Walter Maioli (Milan, 1950) is an Italian researcher, paleorganologist, poly-instrumentalist and composer. Specialized in experimental archaeology and music, in particular that of archaic civilization. He has been researching the music of antiquity and prehistory for more than thirty-five years.[1][2] Always interested in the music of the Mediterranean, he has gone on journeys to discover the folkloristic Italian and Mediterranean traditions learning the Arabic, African, Oriental, and European music since the beginning of the seventies.

In 1972 he founded the pioneer world music group Aktuala group, dedicated to folkloristic African and Asian music.

In the eighties Walter Maioli's researches focused on the field of prehistoric instruments, his work was presented at the Archaeological Symposium of Amsterdam for the opening of the Den Haag Museum. In 1987 he prepared the Natural Art Laboratory of Morimondo in the Ticino Park, working on the Art of the Nature, publishing books on the subject for the Jaca Book: “Origins, sounds and music”, and for Giorgio Mondadori: “Orchestra of the Nature”.
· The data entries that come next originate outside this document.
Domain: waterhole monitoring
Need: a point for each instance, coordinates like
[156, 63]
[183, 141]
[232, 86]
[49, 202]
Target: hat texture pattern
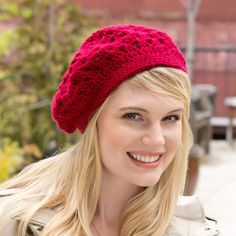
[108, 57]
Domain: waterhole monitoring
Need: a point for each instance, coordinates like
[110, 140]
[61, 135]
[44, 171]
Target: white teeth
[146, 159]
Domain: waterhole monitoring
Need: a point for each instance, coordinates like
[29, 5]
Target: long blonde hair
[69, 183]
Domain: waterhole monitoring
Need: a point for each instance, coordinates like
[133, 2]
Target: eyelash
[169, 118]
[128, 116]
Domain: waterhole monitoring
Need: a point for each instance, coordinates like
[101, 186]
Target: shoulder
[190, 220]
[36, 224]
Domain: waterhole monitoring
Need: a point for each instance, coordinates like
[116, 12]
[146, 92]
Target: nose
[154, 136]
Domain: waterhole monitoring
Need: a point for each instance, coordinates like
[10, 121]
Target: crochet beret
[108, 57]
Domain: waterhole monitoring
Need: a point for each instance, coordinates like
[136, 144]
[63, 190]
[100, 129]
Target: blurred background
[38, 39]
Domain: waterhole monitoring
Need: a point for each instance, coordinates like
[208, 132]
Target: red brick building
[215, 53]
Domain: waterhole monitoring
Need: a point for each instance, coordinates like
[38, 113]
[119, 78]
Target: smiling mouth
[144, 158]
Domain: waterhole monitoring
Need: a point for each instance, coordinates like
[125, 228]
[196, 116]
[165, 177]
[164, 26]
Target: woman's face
[139, 134]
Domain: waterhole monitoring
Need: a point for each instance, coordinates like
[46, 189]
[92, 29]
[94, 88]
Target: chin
[148, 182]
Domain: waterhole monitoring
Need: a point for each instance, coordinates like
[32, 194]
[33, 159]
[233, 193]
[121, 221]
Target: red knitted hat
[108, 57]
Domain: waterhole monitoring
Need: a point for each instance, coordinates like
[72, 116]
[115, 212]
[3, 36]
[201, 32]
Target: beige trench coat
[189, 220]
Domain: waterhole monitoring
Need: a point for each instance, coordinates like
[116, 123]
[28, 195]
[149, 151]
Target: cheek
[175, 137]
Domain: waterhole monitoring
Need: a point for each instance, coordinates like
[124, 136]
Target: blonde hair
[70, 182]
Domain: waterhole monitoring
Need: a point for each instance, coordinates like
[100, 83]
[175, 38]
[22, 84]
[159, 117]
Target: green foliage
[34, 54]
[10, 158]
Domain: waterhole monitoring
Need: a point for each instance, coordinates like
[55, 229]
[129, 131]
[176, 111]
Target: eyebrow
[144, 110]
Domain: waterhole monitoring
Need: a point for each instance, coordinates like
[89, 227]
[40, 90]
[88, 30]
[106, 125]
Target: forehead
[130, 95]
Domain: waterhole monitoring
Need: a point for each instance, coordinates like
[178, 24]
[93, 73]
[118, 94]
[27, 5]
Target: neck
[114, 195]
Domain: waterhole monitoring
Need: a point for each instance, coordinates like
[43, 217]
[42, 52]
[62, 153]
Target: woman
[127, 91]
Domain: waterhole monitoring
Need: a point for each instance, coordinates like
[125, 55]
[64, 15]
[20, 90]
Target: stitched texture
[108, 57]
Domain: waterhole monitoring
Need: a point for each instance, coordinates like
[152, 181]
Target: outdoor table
[230, 103]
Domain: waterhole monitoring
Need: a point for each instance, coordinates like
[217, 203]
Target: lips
[144, 158]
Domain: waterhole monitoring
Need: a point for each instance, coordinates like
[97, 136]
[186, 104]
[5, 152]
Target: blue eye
[132, 116]
[172, 118]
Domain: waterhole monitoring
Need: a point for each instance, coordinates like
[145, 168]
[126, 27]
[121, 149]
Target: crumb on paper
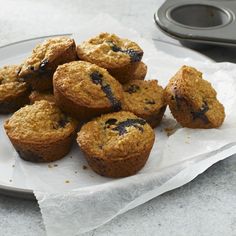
[169, 130]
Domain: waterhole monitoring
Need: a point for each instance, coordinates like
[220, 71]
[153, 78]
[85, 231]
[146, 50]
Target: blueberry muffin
[193, 101]
[111, 52]
[134, 71]
[116, 144]
[41, 132]
[38, 96]
[145, 99]
[37, 70]
[85, 90]
[13, 91]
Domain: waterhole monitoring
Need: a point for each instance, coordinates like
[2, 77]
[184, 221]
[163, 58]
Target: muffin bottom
[155, 119]
[43, 152]
[120, 167]
[12, 104]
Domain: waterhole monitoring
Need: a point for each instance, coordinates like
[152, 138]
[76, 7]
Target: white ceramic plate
[15, 53]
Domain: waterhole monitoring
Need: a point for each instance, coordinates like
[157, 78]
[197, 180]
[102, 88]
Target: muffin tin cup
[197, 23]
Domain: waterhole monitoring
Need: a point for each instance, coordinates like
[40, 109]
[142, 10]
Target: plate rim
[28, 194]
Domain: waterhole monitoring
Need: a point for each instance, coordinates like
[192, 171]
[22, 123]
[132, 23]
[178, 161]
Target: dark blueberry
[43, 65]
[150, 102]
[62, 123]
[20, 80]
[133, 88]
[201, 113]
[31, 68]
[111, 121]
[135, 56]
[121, 126]
[97, 78]
[115, 48]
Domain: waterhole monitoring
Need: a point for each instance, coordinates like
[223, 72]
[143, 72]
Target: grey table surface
[205, 206]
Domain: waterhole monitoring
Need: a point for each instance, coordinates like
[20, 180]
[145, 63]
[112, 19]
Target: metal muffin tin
[199, 22]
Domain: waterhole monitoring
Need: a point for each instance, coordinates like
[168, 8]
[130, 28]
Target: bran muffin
[145, 99]
[38, 96]
[135, 71]
[37, 70]
[192, 100]
[13, 91]
[116, 144]
[85, 90]
[115, 54]
[41, 132]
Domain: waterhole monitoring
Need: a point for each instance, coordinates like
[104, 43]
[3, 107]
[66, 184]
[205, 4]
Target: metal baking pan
[196, 22]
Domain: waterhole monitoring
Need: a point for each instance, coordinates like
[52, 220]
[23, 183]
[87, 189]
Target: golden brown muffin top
[38, 96]
[143, 97]
[40, 122]
[201, 97]
[88, 85]
[44, 53]
[116, 135]
[109, 51]
[10, 86]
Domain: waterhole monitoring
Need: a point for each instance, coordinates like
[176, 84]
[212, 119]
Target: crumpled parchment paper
[73, 199]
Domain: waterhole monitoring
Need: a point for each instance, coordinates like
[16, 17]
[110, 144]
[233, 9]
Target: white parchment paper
[73, 199]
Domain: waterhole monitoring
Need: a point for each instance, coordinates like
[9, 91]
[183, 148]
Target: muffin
[111, 52]
[85, 90]
[41, 132]
[135, 71]
[145, 99]
[193, 101]
[38, 96]
[37, 70]
[13, 91]
[116, 144]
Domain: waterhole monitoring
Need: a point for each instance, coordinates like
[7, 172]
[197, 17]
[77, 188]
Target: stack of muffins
[98, 85]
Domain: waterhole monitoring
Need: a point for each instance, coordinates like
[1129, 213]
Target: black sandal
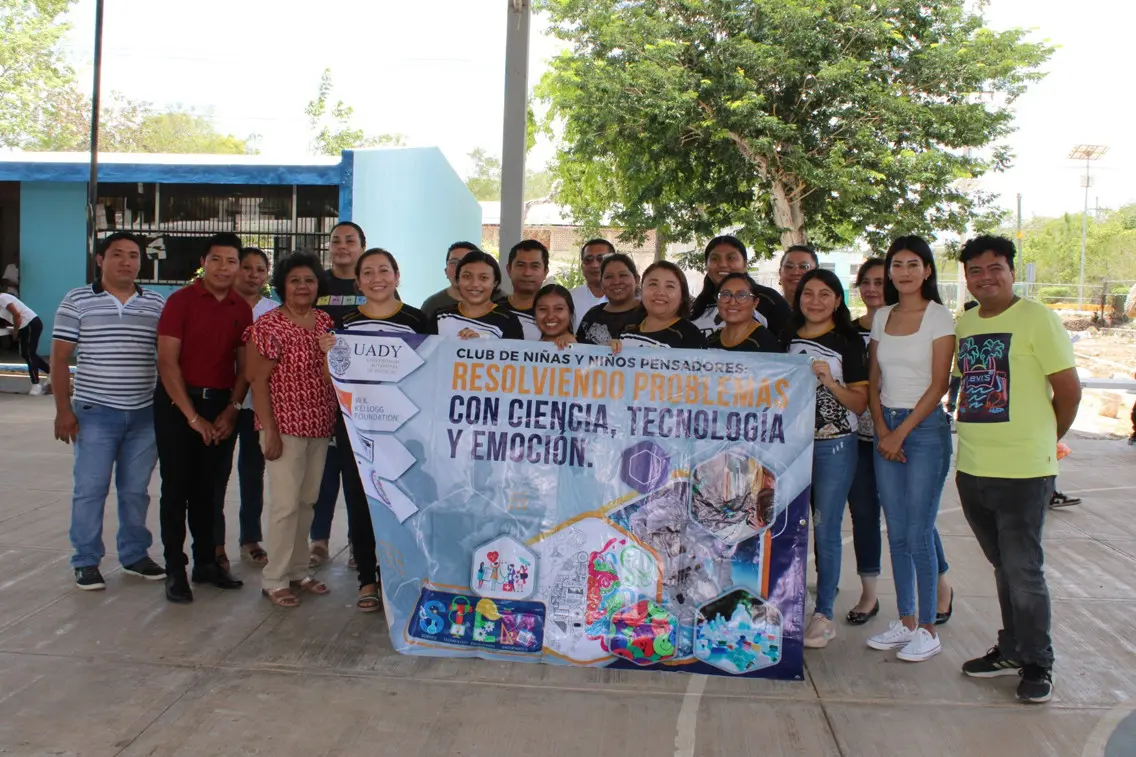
[943, 617]
[859, 618]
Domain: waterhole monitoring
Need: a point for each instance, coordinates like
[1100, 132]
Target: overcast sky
[435, 71]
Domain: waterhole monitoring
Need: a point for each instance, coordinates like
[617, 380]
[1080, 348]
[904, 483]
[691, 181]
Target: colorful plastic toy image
[738, 633]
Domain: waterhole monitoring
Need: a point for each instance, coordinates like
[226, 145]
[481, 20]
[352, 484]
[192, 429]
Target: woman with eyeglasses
[737, 297]
[724, 256]
[666, 302]
[796, 261]
[863, 499]
[619, 281]
[910, 357]
[823, 331]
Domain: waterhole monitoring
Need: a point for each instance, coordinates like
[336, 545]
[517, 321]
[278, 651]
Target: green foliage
[1052, 293]
[332, 125]
[32, 66]
[785, 119]
[484, 180]
[1053, 244]
[571, 276]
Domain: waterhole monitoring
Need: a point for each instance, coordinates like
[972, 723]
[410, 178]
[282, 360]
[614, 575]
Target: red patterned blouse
[302, 400]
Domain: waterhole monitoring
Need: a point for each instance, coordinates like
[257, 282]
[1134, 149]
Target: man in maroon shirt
[202, 384]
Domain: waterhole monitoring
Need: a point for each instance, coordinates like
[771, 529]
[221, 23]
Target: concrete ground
[122, 672]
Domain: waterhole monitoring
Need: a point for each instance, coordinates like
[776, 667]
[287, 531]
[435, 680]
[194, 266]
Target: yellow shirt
[1007, 425]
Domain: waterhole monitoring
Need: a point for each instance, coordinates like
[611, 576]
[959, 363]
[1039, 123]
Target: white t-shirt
[264, 306]
[584, 300]
[26, 314]
[905, 362]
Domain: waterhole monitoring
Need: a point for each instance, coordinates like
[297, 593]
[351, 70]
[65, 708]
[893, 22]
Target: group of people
[176, 383]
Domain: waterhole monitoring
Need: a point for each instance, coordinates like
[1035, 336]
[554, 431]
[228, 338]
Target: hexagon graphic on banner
[503, 568]
[644, 466]
[643, 632]
[372, 358]
[589, 571]
[738, 632]
[733, 496]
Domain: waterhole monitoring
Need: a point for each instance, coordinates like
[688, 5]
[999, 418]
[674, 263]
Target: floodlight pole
[516, 124]
[92, 184]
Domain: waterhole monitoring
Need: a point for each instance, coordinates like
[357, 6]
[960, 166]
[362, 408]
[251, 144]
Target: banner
[643, 509]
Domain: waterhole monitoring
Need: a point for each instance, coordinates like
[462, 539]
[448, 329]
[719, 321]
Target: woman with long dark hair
[910, 357]
[666, 305]
[619, 282]
[727, 255]
[863, 499]
[821, 329]
[383, 313]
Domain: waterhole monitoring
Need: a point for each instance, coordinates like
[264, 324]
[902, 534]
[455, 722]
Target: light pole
[1088, 154]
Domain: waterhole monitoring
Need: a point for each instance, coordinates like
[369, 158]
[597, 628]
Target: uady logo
[339, 359]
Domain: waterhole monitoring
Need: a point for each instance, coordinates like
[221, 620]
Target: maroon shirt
[210, 331]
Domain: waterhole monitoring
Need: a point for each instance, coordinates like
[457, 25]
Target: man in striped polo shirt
[113, 329]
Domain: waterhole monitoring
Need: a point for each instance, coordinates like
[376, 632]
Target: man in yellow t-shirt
[1019, 396]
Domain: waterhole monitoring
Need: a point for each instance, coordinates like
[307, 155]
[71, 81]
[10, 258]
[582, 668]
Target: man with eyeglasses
[449, 296]
[589, 294]
[798, 260]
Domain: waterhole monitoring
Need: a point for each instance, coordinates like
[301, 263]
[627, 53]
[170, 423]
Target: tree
[333, 130]
[32, 66]
[784, 119]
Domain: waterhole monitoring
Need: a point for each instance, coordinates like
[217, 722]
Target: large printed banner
[644, 509]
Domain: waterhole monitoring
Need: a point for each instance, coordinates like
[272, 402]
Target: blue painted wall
[52, 246]
[411, 202]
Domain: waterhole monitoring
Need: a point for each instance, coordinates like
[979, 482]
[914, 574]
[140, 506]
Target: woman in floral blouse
[295, 415]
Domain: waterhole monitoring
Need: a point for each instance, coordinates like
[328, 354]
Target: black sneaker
[89, 579]
[991, 666]
[1036, 685]
[145, 568]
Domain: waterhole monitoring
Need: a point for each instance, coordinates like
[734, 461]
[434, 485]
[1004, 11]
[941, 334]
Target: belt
[205, 392]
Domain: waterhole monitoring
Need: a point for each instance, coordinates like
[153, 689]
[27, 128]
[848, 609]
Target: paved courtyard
[122, 672]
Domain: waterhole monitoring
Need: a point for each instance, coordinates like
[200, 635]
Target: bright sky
[434, 71]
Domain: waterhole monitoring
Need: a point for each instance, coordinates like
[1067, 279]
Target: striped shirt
[116, 344]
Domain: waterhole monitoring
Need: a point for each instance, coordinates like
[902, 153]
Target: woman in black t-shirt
[477, 316]
[666, 302]
[619, 283]
[823, 330]
[737, 296]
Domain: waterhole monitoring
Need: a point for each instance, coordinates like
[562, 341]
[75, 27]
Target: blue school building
[408, 200]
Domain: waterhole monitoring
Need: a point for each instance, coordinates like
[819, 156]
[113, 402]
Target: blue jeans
[328, 495]
[909, 493]
[110, 440]
[863, 507]
[250, 471]
[833, 469]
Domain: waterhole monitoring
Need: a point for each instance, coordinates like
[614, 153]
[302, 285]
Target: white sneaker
[896, 637]
[819, 633]
[922, 646]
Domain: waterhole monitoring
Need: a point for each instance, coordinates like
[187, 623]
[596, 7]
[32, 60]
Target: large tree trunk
[787, 215]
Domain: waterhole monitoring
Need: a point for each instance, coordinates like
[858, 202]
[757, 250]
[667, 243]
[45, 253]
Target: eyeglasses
[741, 298]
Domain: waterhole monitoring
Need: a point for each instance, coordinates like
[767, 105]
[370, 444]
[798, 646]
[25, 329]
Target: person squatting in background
[910, 357]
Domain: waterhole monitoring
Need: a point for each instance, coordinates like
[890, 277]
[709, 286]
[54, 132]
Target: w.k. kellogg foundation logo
[339, 359]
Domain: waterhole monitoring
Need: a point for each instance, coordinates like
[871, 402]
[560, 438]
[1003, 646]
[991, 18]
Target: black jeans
[28, 340]
[1008, 516]
[189, 477]
[250, 472]
[354, 496]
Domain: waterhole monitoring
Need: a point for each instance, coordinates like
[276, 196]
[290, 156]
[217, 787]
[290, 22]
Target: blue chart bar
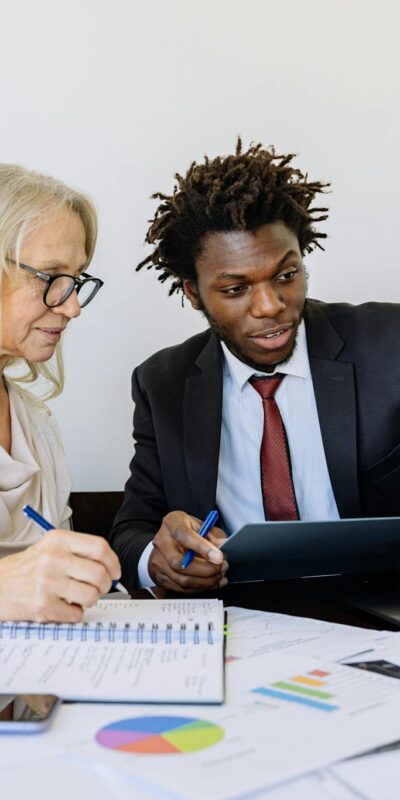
[292, 698]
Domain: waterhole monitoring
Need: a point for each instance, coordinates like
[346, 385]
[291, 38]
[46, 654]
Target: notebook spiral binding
[140, 634]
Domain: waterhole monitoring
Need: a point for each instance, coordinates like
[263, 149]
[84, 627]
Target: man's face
[251, 286]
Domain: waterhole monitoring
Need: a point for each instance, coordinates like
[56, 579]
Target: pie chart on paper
[160, 735]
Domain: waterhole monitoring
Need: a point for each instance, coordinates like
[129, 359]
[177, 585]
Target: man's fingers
[189, 540]
[217, 537]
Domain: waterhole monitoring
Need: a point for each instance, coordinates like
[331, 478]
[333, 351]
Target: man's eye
[287, 276]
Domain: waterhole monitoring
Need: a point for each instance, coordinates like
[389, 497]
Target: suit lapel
[335, 395]
[202, 415]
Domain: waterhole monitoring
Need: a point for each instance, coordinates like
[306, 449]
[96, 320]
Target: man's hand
[178, 533]
[56, 578]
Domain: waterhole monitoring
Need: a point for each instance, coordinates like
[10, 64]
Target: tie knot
[266, 387]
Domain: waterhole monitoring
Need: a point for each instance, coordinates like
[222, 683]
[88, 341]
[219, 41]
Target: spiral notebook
[161, 651]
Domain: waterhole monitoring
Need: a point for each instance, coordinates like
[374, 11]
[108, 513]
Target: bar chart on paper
[164, 735]
[311, 689]
[337, 689]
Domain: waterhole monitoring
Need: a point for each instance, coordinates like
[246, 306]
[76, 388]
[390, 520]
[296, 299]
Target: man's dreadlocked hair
[238, 192]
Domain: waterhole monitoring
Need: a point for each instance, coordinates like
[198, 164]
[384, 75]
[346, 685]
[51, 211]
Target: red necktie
[277, 486]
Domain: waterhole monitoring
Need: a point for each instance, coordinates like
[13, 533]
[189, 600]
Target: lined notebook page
[133, 650]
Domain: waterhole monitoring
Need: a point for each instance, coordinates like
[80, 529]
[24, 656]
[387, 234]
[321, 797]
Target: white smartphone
[27, 713]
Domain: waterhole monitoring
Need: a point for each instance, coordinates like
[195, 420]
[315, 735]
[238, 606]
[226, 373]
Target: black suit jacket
[354, 354]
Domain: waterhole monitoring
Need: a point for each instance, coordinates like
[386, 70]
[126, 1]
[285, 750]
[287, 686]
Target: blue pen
[47, 526]
[208, 523]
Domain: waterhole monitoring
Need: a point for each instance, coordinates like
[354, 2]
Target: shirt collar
[298, 364]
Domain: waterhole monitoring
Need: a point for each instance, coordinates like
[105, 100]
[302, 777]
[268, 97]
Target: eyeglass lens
[62, 287]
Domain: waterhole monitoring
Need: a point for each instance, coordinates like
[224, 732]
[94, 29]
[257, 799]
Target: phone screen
[26, 709]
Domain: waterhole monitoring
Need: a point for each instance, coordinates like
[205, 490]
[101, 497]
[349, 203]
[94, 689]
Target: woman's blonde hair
[27, 200]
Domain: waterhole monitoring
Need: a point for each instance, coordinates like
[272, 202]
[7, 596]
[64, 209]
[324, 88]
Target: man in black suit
[232, 237]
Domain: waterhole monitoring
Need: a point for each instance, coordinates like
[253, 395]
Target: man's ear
[191, 292]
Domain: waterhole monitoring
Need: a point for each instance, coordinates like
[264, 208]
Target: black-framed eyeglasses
[60, 287]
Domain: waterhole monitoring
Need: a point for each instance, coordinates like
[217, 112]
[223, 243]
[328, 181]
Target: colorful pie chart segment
[160, 735]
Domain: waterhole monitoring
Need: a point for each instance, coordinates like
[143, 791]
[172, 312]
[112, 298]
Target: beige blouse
[35, 473]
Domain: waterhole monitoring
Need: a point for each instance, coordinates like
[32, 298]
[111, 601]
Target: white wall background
[115, 96]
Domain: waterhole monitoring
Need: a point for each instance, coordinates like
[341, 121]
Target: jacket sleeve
[144, 504]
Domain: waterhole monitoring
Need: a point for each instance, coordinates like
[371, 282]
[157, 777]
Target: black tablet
[275, 550]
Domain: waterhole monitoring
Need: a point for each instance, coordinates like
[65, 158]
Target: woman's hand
[56, 578]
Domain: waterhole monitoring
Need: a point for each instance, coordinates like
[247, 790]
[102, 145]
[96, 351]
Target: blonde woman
[47, 237]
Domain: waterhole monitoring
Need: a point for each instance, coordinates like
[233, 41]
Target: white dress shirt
[239, 490]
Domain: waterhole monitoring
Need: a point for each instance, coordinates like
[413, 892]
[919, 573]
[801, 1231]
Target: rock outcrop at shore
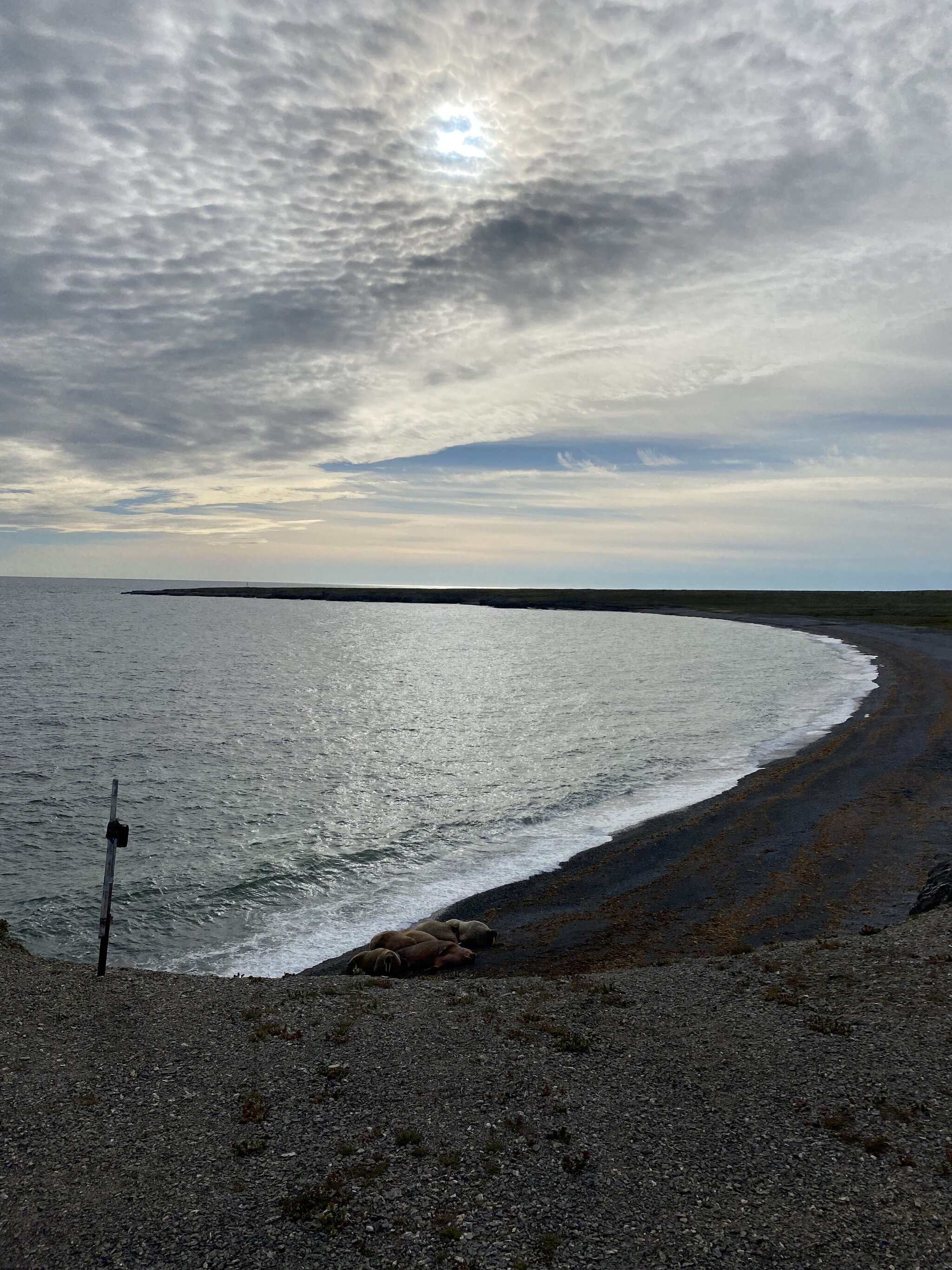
[937, 890]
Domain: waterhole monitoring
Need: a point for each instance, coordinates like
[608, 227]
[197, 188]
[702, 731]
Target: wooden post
[117, 835]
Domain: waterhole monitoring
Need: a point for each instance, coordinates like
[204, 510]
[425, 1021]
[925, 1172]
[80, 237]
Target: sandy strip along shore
[789, 1108]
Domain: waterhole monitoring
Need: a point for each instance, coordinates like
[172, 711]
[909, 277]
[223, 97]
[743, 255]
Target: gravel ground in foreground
[787, 1108]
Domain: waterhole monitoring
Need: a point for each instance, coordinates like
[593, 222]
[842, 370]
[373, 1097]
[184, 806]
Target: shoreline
[789, 1108]
[828, 840]
[832, 838]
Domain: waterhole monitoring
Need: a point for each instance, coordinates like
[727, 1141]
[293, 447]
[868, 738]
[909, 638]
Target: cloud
[653, 459]
[243, 240]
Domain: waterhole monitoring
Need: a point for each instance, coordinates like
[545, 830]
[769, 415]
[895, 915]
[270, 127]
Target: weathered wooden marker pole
[117, 835]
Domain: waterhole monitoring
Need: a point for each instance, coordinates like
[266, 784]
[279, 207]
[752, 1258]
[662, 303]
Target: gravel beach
[784, 1108]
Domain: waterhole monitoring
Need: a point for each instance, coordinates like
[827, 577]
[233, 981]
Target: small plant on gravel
[560, 1135]
[841, 1126]
[899, 1116]
[781, 996]
[323, 1201]
[249, 1146]
[273, 1028]
[548, 1248]
[254, 1108]
[575, 1164]
[573, 1043]
[828, 1027]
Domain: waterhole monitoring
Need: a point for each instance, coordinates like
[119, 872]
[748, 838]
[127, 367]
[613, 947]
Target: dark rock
[937, 890]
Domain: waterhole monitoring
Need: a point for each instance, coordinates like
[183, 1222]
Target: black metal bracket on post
[117, 835]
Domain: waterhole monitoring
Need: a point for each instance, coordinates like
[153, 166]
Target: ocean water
[298, 775]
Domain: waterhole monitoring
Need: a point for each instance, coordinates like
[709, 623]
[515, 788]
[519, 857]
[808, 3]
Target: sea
[299, 775]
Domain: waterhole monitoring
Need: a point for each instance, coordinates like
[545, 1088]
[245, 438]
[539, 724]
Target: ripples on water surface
[300, 774]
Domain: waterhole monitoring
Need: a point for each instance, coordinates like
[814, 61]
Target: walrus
[398, 940]
[375, 962]
[473, 935]
[438, 930]
[435, 956]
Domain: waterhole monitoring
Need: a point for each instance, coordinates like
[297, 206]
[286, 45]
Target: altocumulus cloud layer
[254, 253]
In 1991 he displayed the collection called “The Origins of Musical Instruments” to the History of Nature Museum in Milan and presented "Art of the Stars" sounds for the planetarium, at Ulrico Hoelpi Civic Planetarium in Milan in collaboration with Fiorella Terenzi. Starting in 1994, for one and a half years he was coordinating the musical part of the Archeon Archaeological Theme Park in Alphen aan den Rijn in the Netherlands, producing the CD called "200.000 years in music".

In 1995 he founded Synaulia, a team of musicians, archeologists, paleorganologists, and choreographers dedicated to the application of their historical research to ancient music and dance, in particular to the ancient Etruscan and Roman periods, carrying out an intense activity of conferences, seminars, and concerts in Europe, in particular in the Netherlands and Germany. In Italy, some of his performances were presented on archaeological sites such as Mausoleo di Augusto, Mercati Traianei, Terme di Diocleziano, Ostia Antica, Villa Adriana, Preneste, Pompei and Stabia, with the scope of recreating the sound atmosphere and executive context of the Roman age. When Michael Hoffman, chose the Synaulia group to participate in the shooting of the movie A Midsummer Night's Dream in 1998, Walter Maioli took care of the reproduction of the musical instruments.

Among the collaborations of Walter Maioli and Synaulia, there are performances with Giorgio Albertazzi: "Eros voglio cantare", "Intorno a Dante", and "Mammi, Pappi e Sirene in Magna Grecia, and the music composition for the first two episodes of the television program on TV RAI 2 "Albertazzi e Fo raccontato la storia del teatro italiano". Two songs of Synaulia were used in Gladiator, directed by Ridley Scott.

Walter Maioli and the Synaulia took care of the musical parts of Rome of BBC-HBO, Empire of ABC and the New Line Cinema's Nativity (2006), let alone other documentaries of the BBC, CNN, Japanese TV, Discovery Channel, National Geographic Society and experimental archaeological videos for the RAI, CNN, Museo Nazionale Etrusco of Villa Giulia in Rome and other museums in Germany. From November 2007 Walter Maioli with the Fondazione Ras has started the laboratory "Synaulia in Stabiae" in Castellamaare di Stabiae.[3]